To help guards work towards more effective conflict de-escalation and resolution, a few basic steps have been outlined below which can be followed:

  • Find and use the name of the person with who you are speaking: People respond favourably to their own name. It also makes the conversation more personal and engaging. Ask for the person’s name early on and use it throughout the ensuing conversation.
  • Employ Active Listening: Clarifying, paraphrasing and open-ended questions all help to ensure that the person is aware you have understood their frustrations completely. This helps to lower frustration as they feel they have “got it off their chest”. Repeating a person’s own words back to them clearly shows your comprehension of their points.
  • Slow down and suspend judgement:Empathy needs to be shown during conflict situations. Even if you disagree with the person’s position, expressing an understanding why that person feels a particular way will help resolve the conflict. Ensure the conflict has your undivided attention. Show respect for the other person’s opinions and feelings.
  • Get them to say yes:It is very difficult for someone to stay angry with you if they are agreeing with you. This may sound ridiculous…. How to achieve this? Using questions to clarify and providing brief synopsis of their version during the conversation all help to confirm you have understood their point. When you clarify using a statement like, “So you are frustrated because of XYZ, is that right?”, you are creating a situation where the other person must respond with a “Yes”, and the more often you get the other person to say yes, the quicker the conflict will deescalate. This is an extremely successful and practical technique.
  • Don’t use clichés:The worst of these being “Calm Down”. If you have ever said those words during a verbal conflict, you will realise the normal response is “I AM CALM” at the top of their voice and most likely coupled with animated hand gestures as well.
  • Show empathy:The old saying, “Hot heads and cold hearts never solved anything” is particularly true of conflict resolution. As security industry professionals, we need to show compassion and empathy and give the conflict our full attention. Don’t make rash judgements and work through the process.
  • Consistency in Courtesy:This is a personal favourite. The person you are dealing with at 10 o’clock at night deserves the same level of respect, courtesy and patience as the person you are dealing with at 2pm. They don’t know it is your third argument with someone today or that they are the 19th person refused entry tonight and as such, they deserve the same high level of service and professionalism as the first person you spoke to. Remember that in the security industry, in a lot of cases, we are the first and last impression someone gets of our client’s business (be it retail, licensed premises or corporate host/concierge/ reception roles) and as such, we need to maintain that position of positive brand ambassador and consummate professional.

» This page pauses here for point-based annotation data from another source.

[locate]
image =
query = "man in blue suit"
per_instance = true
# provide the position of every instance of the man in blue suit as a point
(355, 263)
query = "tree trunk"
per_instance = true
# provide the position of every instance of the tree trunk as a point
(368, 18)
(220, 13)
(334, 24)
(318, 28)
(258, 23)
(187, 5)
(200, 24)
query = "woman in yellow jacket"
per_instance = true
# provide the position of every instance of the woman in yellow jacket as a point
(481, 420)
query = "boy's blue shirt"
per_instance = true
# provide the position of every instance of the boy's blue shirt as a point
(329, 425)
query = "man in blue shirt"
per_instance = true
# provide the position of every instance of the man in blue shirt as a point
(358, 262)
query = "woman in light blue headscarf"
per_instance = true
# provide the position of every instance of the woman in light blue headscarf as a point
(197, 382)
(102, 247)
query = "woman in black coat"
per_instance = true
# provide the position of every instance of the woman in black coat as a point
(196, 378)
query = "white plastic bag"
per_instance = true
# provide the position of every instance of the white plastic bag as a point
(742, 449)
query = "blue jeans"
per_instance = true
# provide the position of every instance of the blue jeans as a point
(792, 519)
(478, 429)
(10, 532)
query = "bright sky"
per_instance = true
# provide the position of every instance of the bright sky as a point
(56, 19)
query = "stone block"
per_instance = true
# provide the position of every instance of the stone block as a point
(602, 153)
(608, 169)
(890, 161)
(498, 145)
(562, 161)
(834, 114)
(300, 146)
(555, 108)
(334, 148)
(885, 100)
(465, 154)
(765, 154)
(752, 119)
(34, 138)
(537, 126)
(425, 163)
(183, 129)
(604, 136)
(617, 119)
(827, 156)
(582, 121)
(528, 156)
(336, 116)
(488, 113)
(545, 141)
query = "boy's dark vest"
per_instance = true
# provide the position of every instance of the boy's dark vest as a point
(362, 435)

There are many physical aspects to be mindful of in conflict situations. It is important to always be mindful of the bigger picture of conflict including situational and environmental awareness. I would like to finish by pointing out the importance of maintaining a constant awareness of the signs and triggers of an escalating conflict such as:

  • A person clenching his or her fists or tightening and untightening their jaw.
  • A sudden change in body language or tone used during a conversation.
  • The person starts pacing or fidgeting.
  • A change in type of eye contact (psychological intimidation).
  • The “Rooster Stance” – chest protruding out more and arms more away from the body.

Conflict is part of everyday life and as security guards, verbal de-escalation tools are important skills to possess and as such, need to be fine tuned and practised daily if they are to become part of our natural response to conflicts. Training and ingraining these techniques to the point where they become second nature allows a security guard to focus more on the fluid and dynamic changing aspects of conflict such as the signs and triggers mentioned above. This also enables a security guard to develop a greater awareness of other situational factors. The combination of all these factors will provide the greatest chance of minimising and resolving conflict in the safest and most positive way possible.